"No activist judges!" That has been the refrain from the far right, from the "conservative" talk radio and Fox TV hosts, and the politicians they embrace. Well, we now have a U.S. Supreme Court with a Chief Justice and a majority that is favored by these "more moral than you" types, and this week that high court brought us one of the most revisionist decisions in decades.
Not content with the issue before them, they continued to broaden the scope of the complaint until it allowed them to override enough precedents to establish the law in the manner in which they saw fit. Don't take my word for it, Justice J. Stevens, in his dissenting opinion, writes, "Our colleagues’ suggestion that 'we are asked to reconsider Austin and, in effect, McConnell,' ante, at 1, would be more accurate if rephrased to state that 'we have asked ourselves' to reconsider those cases."
(Since some of you may be wondering which decision I'm referring to, it's "CITIZENS UNITED v. FEDERAL ELECTION COMMISSION", decided Jan. 21, 2010. The effect will be to remove electioneering restrictions on corporations, i.e. they'll be able to spend as much money as they want, as close to election date as they want, directly in favor or against candidates.)
Both the decision, and the opinions are available on line, and are surprising readable. In fact I was a bit surprised by the informality of some of the language. The decision repeatedly uses the expression "chilling effect" and variations there on, to refer to the law's impact on political speech. The crux of the majority's argument is that free speech applies to corporations (and unions, etc.) just as much as to real persons. I disagree; Justice J. Stevens argues this nicely: "The basic premise underlying the Court’s ruling is its iteration, and constant reiteration, of the proposition that the First Amendment bars regulatory distinctions based on a speaker’s identity, including its 'identity' as a corporation. While that glittering generality has rhetorical appeal, it is not a correct statement of the law. ... In the context of election to public office, the distinction between corporate and human speakers is significant. Although they make enormous contributions to our society, corporations are not actually members of it. They cannot vote or run for office.

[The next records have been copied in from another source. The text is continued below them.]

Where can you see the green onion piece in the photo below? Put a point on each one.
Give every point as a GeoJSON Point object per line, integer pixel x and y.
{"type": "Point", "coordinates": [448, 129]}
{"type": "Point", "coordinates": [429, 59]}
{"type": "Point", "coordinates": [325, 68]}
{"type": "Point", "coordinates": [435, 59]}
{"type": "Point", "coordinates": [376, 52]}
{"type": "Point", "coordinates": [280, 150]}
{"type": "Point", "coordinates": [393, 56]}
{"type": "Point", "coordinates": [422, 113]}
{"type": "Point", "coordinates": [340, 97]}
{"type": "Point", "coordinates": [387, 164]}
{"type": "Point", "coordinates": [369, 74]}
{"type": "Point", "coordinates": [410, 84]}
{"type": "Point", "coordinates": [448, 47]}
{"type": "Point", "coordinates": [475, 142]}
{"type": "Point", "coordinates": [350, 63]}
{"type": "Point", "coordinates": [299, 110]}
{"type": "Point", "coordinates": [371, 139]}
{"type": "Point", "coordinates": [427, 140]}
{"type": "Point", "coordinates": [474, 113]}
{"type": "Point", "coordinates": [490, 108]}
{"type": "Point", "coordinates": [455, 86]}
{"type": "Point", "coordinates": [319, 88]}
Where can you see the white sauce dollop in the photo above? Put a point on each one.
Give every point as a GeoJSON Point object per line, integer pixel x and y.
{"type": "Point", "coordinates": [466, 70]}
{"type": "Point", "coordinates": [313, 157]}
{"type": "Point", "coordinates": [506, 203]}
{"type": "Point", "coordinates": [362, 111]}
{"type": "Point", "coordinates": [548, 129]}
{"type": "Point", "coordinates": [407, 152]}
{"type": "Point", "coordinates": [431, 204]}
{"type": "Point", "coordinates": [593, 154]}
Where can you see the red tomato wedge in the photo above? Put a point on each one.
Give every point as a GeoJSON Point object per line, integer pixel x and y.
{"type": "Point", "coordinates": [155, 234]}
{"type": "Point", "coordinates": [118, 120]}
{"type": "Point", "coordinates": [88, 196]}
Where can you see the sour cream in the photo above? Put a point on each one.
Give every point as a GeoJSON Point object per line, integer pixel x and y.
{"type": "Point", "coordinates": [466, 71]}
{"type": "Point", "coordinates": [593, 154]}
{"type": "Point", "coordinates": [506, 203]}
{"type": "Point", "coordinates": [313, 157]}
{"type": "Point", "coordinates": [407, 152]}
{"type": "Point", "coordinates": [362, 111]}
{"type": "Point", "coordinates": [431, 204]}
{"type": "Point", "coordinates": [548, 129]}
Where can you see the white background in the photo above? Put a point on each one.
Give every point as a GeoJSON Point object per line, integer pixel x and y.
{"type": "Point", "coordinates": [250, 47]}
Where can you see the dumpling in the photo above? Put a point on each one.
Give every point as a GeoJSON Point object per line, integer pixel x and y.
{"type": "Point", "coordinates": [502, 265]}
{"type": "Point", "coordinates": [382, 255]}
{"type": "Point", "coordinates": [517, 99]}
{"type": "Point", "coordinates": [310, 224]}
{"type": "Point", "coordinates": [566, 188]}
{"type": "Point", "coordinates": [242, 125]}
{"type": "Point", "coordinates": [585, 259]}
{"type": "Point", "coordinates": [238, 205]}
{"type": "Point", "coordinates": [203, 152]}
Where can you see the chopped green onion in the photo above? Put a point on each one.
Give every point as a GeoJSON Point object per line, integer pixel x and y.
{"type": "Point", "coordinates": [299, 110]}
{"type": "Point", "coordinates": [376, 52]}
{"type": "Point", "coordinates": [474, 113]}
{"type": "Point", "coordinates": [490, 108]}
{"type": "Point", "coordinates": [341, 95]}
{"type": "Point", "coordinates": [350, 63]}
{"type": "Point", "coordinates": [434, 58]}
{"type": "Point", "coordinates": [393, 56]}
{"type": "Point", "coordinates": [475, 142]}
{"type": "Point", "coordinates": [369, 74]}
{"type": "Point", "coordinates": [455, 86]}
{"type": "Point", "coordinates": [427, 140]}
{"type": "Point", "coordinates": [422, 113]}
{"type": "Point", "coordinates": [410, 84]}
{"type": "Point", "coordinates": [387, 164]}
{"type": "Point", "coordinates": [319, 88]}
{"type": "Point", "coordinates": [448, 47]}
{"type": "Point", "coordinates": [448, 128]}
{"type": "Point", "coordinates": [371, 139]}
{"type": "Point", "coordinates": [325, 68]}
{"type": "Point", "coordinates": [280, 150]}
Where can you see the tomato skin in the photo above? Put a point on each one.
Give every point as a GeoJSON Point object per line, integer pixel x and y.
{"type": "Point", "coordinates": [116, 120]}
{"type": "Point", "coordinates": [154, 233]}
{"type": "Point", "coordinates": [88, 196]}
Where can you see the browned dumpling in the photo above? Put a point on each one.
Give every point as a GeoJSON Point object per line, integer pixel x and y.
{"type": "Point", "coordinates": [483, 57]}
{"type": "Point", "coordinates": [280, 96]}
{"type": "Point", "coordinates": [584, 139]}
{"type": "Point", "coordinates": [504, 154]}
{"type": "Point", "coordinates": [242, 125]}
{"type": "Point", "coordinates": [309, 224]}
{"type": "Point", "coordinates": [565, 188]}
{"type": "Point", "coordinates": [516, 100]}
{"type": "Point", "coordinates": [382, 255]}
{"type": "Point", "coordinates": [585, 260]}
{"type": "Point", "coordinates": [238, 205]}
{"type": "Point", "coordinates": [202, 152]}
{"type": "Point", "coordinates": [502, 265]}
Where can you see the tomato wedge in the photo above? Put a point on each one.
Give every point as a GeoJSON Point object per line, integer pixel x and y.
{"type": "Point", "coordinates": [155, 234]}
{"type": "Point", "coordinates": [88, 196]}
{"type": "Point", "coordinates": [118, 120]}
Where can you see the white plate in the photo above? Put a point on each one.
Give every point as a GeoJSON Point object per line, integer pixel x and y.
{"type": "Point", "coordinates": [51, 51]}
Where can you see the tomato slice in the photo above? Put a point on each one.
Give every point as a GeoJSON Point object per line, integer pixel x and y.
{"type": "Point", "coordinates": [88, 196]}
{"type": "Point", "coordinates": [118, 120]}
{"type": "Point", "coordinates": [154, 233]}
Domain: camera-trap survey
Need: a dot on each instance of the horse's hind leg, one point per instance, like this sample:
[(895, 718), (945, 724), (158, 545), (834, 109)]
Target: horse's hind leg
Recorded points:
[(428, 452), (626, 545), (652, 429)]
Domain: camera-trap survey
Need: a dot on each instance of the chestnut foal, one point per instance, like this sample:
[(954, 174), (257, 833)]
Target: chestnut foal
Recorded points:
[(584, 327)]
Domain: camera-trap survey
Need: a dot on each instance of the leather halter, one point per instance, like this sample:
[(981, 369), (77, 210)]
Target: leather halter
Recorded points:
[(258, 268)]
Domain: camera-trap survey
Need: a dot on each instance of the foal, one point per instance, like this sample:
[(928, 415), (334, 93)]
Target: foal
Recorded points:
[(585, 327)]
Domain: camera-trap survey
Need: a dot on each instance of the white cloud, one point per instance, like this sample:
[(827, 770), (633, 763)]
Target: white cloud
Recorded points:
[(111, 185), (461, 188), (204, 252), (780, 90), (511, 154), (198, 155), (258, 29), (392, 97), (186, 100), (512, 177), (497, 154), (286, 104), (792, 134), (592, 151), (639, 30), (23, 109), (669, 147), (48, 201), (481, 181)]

Because they may be managed and controlled by nonresidents, their interests may conflict in fundamental respects with the interests of eligible voters."
Justice J. Stevens goes on to present a laundry list of precedents, some dating back a hundred years, that the court has overturned with this ruling, in violation of the principal of stare decisis, i.e. making rulings based on prior decisions. Maybe the "more moral than you" crowd will now change their mind about judicial activism, they certainly have changed it about whether it's okay to criticize a sitting President. I guess there's no reason not to be hypocritical about the third branch of our federal government. Sigh.